Zu viel über die Handlung möchte ich nicht verraten, zu anfangs erscheint der Roman ein simpler historischer Krimi zu sein, doch die Handlung ist so komplex, das nach und nach diverse Genres vermischt werden. Die große Liebe, der große Verrat, die große Hoffnung – alles spielt eine Rolle. Catton arbeitet die essentiellen Gefühle und Wünsche des Menschen meisterhaft heraus und versteht es wunderbar, den Leser zwischen Sympathie und Antipathie gegenüber den Protagonisten hin und her springen zu lassen. Die Absichten, die in einem Kapitel positiv erscheinen, werden im darauffolgenden wieder hinterfragt.

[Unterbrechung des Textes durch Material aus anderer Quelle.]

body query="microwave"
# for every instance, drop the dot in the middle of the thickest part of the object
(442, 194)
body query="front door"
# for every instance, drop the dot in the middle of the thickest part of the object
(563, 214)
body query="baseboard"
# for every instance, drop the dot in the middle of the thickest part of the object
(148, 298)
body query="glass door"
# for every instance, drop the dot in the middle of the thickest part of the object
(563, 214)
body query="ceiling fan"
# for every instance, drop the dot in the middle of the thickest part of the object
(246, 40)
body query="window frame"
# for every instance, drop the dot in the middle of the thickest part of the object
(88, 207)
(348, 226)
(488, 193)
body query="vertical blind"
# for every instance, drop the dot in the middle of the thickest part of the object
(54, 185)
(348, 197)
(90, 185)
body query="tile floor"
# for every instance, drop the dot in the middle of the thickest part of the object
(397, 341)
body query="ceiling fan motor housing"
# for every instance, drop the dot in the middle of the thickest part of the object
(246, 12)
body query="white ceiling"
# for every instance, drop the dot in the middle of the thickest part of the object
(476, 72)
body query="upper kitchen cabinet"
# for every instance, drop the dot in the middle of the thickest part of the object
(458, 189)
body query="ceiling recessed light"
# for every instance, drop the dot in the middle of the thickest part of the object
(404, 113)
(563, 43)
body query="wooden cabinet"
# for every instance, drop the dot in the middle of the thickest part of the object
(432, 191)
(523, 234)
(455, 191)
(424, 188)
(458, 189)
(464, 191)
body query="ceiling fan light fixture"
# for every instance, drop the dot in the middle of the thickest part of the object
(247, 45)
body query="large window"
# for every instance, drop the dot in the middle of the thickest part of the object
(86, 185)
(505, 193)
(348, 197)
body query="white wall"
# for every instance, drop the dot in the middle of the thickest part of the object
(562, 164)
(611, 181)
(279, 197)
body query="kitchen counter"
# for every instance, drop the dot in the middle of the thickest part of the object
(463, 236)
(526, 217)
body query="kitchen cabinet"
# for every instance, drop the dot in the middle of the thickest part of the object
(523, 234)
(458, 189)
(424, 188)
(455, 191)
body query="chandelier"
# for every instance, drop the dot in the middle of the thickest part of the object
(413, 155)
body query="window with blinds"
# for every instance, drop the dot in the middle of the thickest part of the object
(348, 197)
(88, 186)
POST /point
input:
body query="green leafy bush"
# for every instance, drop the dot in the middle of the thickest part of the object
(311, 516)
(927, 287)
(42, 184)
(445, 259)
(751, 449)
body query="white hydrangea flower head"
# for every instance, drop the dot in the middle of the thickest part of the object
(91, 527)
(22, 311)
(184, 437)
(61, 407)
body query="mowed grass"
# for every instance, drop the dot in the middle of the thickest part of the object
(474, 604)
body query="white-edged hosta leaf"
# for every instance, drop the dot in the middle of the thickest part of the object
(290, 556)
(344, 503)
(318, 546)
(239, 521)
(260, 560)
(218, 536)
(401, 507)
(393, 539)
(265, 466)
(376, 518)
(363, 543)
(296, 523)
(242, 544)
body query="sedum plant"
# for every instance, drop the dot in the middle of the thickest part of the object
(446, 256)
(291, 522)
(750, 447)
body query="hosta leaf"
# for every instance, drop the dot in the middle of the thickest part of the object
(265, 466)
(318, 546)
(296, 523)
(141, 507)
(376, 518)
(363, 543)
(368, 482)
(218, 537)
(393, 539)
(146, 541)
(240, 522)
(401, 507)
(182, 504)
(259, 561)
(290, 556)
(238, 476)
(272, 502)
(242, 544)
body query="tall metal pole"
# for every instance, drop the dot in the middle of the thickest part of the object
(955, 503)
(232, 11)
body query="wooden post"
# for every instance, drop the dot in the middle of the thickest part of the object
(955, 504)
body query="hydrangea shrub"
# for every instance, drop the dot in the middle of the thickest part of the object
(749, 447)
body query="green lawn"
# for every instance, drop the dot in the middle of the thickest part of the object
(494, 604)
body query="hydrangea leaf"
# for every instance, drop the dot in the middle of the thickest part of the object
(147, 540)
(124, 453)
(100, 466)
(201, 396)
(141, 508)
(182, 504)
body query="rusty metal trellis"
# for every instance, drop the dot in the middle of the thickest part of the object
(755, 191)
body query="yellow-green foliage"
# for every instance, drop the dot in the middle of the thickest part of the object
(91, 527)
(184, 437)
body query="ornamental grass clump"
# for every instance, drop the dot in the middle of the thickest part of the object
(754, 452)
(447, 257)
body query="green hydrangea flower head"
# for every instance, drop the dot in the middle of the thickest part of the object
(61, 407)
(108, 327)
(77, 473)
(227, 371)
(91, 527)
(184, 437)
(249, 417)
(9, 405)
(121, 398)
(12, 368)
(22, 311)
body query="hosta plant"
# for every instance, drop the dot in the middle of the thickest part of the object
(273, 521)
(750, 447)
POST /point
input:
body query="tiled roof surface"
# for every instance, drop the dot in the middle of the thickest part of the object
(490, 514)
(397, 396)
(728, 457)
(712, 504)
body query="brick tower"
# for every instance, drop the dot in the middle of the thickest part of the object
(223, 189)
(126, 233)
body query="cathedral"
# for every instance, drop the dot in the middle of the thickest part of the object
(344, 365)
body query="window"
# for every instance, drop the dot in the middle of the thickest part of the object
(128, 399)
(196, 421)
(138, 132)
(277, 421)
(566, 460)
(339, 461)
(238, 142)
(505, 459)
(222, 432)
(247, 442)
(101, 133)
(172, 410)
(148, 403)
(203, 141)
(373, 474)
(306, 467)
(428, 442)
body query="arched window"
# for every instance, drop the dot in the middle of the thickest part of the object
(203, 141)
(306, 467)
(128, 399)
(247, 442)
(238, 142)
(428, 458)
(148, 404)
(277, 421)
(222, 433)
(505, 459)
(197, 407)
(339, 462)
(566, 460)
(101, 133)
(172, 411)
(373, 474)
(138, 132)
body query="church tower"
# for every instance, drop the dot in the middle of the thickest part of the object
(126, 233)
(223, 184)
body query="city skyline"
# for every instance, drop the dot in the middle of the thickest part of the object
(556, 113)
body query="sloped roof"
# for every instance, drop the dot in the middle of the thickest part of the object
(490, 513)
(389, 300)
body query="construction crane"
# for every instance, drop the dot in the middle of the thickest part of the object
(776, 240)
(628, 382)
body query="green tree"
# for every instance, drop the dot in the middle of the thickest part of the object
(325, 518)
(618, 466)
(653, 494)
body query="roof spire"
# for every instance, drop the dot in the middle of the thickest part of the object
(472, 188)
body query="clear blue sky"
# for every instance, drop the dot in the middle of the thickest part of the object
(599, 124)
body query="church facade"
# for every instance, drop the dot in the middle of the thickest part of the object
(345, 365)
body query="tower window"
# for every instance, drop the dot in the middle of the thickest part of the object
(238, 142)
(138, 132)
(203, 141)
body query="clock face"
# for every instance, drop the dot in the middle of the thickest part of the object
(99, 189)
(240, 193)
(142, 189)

Fazit: Cattons Roman fordert und überfordert auch stellenweise. Ich wollte das Buch so schnell wie möglich durchlesen, da ich das Gefühl hatte, mit jedem Mal des erneuten Anfangens wieder einige Details und Geschehnisse vergessen zu haben. Am Ende hätte ich gerne jemanden neben mir gehabt, der alles noch einmal kurz zusammenfasst. Was bleibt, ist der Eindruck, nicht alles erfasst zu haben und der Wunsch, gleich noch einmal anzufangen, denn „Die Gestirne“ ist sicher ein Roman, der mit jedem Mal noch besser wird. Die Autorin hat nicht umsonst den begehrten Booker Prize gewonnen -ihre Erzählung ist spannend, außergewöhnlich und macht Spaß. Ich gebe dem Roman 4 von 5 Sternen und freue mich darauf, ihren ersten Roman „Die Anatomie des Erwachens“ zu lesen, der als gebundene Ausgabe auf Deutsch 2010 erschienen ist und im Juli neu als Taschenbuch ebenfalls im btb Verlag erscheint.